Re: Worlds most powerful supercomputer.

Post by Dann Corbit »

Cardoso wrote: Mon Jun 11, 2018 12:32 am Very nice, for years I've been reading news about colossal machines with astronomical computing power that cost millions of dollars to built and a big amount also to maintain and run. Now, how about putting this machine to really good use like finding the cure for cancer? If mankind knows so much about the human genome, and knows how to built these incredible machines, maybe it's time to tackle this cancer problem. I know it's not anything near interesting from the economic point of view to find the cure for cancer, and it's much more profitable to keep selling the current drugs for this disease. But since this all comes from tax payers, how about public opinion to start talking about this? How about knowledge people completely independent from big pharma companies, start using this astronomical power to really help mankind? Isn't cancer a big enough problem to try to solve? I red in the article "the system’s peak rating for deep learning performance is something on the order of 3.3 exaflops", can't this immense power be used to find the cure for cancer and other families destroying diseases?
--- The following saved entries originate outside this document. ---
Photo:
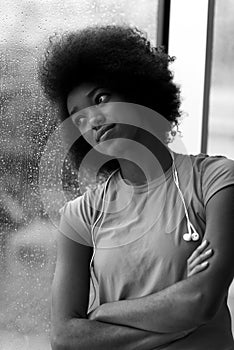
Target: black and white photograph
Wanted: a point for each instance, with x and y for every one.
(116, 175)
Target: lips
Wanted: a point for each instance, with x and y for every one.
(102, 130)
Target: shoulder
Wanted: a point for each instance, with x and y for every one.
(211, 173)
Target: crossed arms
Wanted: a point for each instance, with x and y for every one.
(141, 323)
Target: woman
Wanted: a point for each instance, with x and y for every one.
(147, 229)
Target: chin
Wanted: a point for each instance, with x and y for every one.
(111, 147)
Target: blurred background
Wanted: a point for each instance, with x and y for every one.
(27, 119)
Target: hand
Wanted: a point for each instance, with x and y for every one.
(198, 262)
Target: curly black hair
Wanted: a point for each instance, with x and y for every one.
(119, 57)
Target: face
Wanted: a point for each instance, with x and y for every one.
(94, 112)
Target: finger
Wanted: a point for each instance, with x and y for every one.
(198, 251)
(198, 268)
(204, 256)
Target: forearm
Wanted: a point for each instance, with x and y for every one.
(167, 311)
(87, 334)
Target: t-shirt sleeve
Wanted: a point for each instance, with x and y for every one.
(217, 173)
(75, 221)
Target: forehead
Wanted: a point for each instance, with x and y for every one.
(78, 97)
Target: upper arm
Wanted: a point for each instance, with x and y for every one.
(220, 233)
(70, 288)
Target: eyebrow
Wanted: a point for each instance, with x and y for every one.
(75, 109)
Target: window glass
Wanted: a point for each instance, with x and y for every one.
(221, 114)
(27, 236)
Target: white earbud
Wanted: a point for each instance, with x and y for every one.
(192, 234)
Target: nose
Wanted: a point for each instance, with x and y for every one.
(97, 120)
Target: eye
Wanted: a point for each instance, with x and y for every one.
(77, 119)
(102, 98)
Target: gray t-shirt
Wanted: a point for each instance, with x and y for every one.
(138, 238)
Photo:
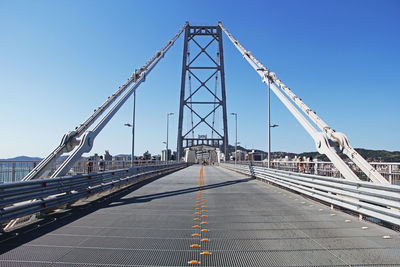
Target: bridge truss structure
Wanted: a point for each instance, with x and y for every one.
(212, 69)
(327, 140)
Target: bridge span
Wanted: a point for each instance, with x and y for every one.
(231, 220)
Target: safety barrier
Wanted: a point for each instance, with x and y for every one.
(29, 197)
(365, 198)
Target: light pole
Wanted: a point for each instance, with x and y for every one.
(166, 152)
(133, 125)
(269, 123)
(269, 142)
(235, 114)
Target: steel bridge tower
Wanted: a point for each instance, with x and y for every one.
(202, 104)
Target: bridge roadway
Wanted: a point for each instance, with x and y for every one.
(250, 223)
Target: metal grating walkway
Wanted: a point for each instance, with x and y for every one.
(249, 223)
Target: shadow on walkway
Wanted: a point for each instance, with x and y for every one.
(49, 223)
(147, 198)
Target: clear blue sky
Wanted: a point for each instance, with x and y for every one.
(59, 60)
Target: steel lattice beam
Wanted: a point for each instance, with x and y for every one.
(186, 102)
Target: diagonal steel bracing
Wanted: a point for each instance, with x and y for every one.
(217, 101)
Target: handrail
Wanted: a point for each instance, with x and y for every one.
(381, 201)
(28, 197)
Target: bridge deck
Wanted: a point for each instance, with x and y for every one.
(250, 223)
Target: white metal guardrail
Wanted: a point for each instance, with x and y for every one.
(14, 171)
(389, 170)
(365, 198)
(24, 198)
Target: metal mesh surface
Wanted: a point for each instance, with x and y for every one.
(249, 223)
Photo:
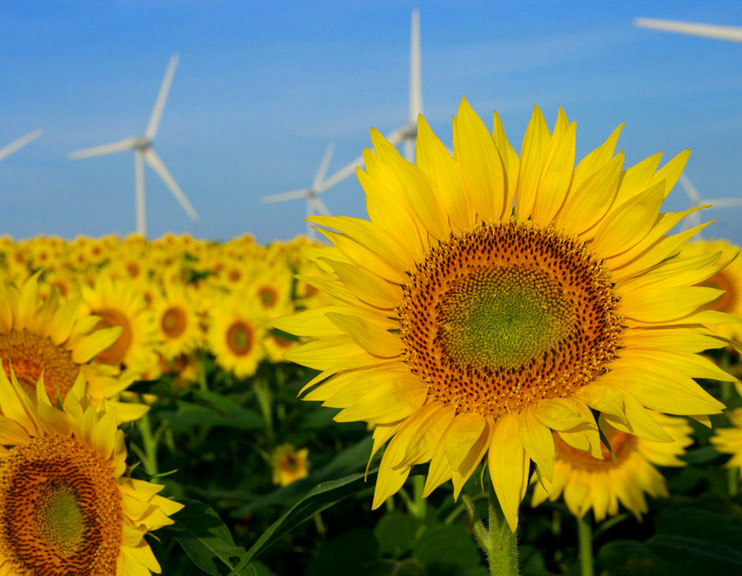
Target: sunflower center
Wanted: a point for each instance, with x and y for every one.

After analyzing the human genome, they discovered that what they really needed to understand was protein folding.
Protein folding is really, really hard.
Taking ideas is not a vice, it is a virtue. We have another word for this. It is called learning.
But sharing ideas is an even greater virtue. We have another word for this. It is called teaching.